If the Parc National d’Andasibe-Mantadia is your first encounter with wild lemurs, as it is for many visitors, it is hard to prepare for the grace, proximity and sheer variety of these remarkable primates. The otherworldly chorus of a family of indris (Indri indri, babakoto in Malagasy) – the most famous of the park’s denizens – reverberating through the misty, early morning forest, is an unforgettable sound.
Andasibe National Park comprises a group of small, mid-altitude forest tracts.
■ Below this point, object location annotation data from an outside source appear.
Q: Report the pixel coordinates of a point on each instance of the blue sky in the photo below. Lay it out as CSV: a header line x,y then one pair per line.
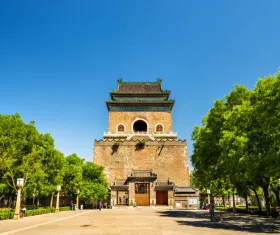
x,y
59,59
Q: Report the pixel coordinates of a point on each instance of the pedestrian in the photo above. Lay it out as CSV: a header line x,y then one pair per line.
x,y
71,204
100,205
211,211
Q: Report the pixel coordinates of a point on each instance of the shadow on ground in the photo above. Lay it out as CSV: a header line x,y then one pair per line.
x,y
235,222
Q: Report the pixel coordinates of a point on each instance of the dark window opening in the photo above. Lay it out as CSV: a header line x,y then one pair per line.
x,y
121,127
159,128
140,126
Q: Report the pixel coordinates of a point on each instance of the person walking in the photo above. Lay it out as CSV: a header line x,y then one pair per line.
x,y
100,205
211,211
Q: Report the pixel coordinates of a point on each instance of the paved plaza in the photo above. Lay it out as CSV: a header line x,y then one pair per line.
x,y
139,221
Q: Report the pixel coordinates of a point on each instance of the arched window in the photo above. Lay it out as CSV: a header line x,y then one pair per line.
x,y
120,127
159,128
140,126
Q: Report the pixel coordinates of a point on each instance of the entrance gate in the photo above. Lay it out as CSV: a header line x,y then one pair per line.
x,y
142,194
162,197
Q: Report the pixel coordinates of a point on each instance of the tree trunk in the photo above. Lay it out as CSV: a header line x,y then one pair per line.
x,y
246,201
266,197
258,200
223,198
51,202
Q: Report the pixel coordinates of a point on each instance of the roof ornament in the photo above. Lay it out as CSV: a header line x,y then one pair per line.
x,y
159,80
120,80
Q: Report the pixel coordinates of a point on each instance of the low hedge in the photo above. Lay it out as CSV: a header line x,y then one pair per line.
x,y
39,211
239,209
65,208
9,214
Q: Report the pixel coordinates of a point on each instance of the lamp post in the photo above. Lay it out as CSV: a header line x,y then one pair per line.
x,y
208,192
233,200
20,183
57,199
77,199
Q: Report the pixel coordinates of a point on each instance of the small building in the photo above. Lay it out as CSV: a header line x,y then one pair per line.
x,y
145,163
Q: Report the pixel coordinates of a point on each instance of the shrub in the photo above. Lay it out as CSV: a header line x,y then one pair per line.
x,y
65,208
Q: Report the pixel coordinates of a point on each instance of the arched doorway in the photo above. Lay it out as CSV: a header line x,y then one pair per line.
x,y
140,126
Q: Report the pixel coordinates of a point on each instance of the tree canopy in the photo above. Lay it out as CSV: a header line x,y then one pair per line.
x,y
238,142
26,153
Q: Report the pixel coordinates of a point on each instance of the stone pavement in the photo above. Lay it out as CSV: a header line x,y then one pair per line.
x,y
143,220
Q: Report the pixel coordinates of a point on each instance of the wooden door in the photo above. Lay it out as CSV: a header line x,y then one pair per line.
x,y
162,198
142,194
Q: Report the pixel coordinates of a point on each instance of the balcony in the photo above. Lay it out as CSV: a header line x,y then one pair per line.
x,y
129,135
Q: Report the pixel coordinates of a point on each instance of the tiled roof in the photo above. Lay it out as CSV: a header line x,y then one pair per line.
x,y
140,87
185,190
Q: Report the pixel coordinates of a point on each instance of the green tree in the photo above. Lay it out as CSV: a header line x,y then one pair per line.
x,y
94,185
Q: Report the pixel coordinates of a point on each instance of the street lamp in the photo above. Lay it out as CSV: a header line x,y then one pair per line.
x,y
233,200
208,192
20,183
57,199
77,199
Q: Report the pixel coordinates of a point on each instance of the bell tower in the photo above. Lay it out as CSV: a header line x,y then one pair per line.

Two hundred species of orchids bloom magnificently here (from December to March) and the forests are home to six species of diurnal and six nocturnal lemurs, some 110 species of birds, more than seventy species of reptiles and at least a hundred species of frogs – a figure that makes this the most frog-rich area on earth. In addition, there are thousands of species of insects and other invertebrates, from huge silkmoths to weird giraffe-necked weevils.
The parks have easy access and a good range of places to stay – one of which, Vakôna Forest Lodge, has a small private lemur reserve of its own. Of the protected areas, only one, the Station Forestière Analamazaotra, allows night walks, but you can also do nocturnal wildlife viewing in the trees along the quiet tarmac road between the RN2 and Andasibe village, a stretch that can yield very good sightings, including of mouse lemurs and boas.